El sentimiento de fratría también se aprende a través del porno. La educación sexual formal sigue siendo una charla escolar, en lugar de una formación sobre los límites territoriales de cada cuerpo, del respeto al deseo ajeno, de la obligatoriedad de preguntar a la otra persona, de placeres compartidos. El cambio de paradigma del «solo sí es sí» prevé una aplicación de la norma en materia de educación sexual y afectiva que no sabemos cuál va a ser su desarrollo, y nadie, más allá de las propias feministas, parece tener interés. Actualmente, los menores tienen a su disposición todo un universo tecnológico de educación informal que, por un lado, les dota de distancia emocional de lo que consumen a través de sus pantallas y, por otro, les explica que es compatible sexualidad con un porno que no se esconde, que no disimula con títulos tan explícitos como «violación colectiva» o «viola a tu hermana». Volveremos a asustarnos de que no entiendan que tienen que negociar con las otras los aspectos del cotidiano, incluso la sexualidad. Se indignarán por tener que tener en cuentan a las demás personas, pero no sabremos de dónde ha salido el monstruo.

En estos meses se están produciendo debates que centran nuestra atención en los agresores, aislados de cualquier estructura social. En los menores agresores, en las «manadas», a las que percibimos como jóvenes alejados de nuestros estándares morales, cuando no son más que el reflejo de una sociedad que nos consume, a las mujeres, como parte del mercado. Si no importa el tiempo, los intereses, los deseos de las otras, imagínense qué poco puede importar el sufrimiento ajeno. Para entender el sufrimiento ajeno es imprescindible reconocer, sentir que la vida de uno es tan importante como la vida de la otra, que merece la misma atención que nos arrogamos para la nuestra.

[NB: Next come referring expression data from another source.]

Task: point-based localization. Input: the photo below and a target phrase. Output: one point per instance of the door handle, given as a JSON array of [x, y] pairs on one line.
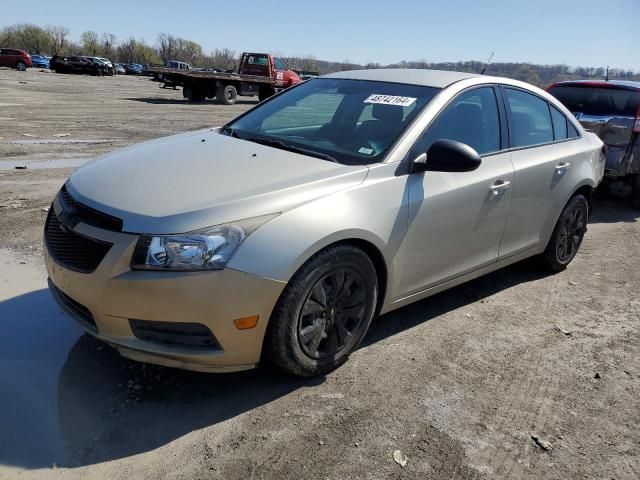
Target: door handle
[[500, 186]]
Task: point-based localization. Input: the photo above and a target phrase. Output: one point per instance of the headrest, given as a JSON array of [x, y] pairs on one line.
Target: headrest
[[523, 122], [387, 113], [468, 113]]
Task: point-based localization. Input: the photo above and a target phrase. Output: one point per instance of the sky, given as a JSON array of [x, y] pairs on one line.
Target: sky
[[591, 33]]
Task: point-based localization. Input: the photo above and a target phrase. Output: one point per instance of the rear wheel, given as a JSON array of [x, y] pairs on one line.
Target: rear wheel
[[635, 196], [567, 235], [323, 313], [226, 95]]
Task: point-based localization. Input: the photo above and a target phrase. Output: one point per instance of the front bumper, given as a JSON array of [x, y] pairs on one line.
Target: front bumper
[[113, 295]]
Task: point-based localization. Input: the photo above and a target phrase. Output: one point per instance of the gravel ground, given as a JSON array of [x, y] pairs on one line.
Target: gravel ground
[[518, 374]]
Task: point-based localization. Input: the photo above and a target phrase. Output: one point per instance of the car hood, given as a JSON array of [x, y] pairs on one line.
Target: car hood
[[194, 180]]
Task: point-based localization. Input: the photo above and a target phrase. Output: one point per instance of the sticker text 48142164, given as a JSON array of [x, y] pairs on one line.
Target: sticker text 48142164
[[390, 100]]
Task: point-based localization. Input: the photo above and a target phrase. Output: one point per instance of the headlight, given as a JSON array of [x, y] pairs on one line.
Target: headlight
[[207, 249]]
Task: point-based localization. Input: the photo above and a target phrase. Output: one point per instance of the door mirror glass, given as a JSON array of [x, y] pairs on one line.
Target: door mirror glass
[[447, 156]]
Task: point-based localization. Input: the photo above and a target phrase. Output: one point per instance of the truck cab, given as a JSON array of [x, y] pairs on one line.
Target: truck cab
[[266, 65], [179, 65]]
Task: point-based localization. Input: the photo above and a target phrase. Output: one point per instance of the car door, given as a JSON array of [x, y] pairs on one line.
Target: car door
[[456, 220], [546, 163]]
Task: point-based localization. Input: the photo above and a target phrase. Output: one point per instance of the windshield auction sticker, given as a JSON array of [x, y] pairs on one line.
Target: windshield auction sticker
[[390, 100]]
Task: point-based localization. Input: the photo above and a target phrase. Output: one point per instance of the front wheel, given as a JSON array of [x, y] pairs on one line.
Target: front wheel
[[323, 313], [567, 235]]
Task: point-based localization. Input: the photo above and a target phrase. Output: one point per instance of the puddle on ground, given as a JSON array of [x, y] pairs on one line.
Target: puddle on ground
[[42, 164], [47, 141]]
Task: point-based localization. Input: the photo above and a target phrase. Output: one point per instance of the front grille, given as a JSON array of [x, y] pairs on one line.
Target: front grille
[[73, 251], [78, 311], [174, 334], [88, 215]]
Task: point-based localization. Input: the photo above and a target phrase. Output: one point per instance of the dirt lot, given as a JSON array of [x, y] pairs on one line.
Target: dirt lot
[[462, 383]]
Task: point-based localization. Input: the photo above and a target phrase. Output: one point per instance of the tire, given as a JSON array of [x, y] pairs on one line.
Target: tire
[[226, 95], [567, 235], [635, 195], [323, 313], [265, 93]]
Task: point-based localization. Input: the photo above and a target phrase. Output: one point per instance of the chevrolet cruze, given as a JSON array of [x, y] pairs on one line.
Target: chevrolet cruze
[[283, 234]]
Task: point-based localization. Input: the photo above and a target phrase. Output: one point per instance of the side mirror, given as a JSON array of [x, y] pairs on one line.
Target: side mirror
[[447, 156]]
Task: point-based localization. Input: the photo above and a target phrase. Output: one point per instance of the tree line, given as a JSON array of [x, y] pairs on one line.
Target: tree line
[[53, 40]]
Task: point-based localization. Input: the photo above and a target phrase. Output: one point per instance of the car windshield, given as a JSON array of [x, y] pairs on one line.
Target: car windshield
[[348, 121], [597, 101]]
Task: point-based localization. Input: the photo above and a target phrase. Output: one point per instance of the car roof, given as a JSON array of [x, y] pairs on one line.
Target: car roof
[[414, 76], [628, 84]]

Tendemos a animalizar, viéndolos como jaurías o bajo el prisma posmoderno de «personas tóxicas». Y, nuevamente, individualizaremos un problema que es social, donde los niños-hombres se han ido adueñando colectivamente de la pista central no solo para brillar frente a las otras, sino para que no importe la existencia de las otras. Entretanto, veremos grupos de prehombres que disfrutan humillando y agrediendo a sus compañeras, pero no sabremos cómo han aprendido a ser fratría, hermandad que siente placer sólo con el dominio y la agresión.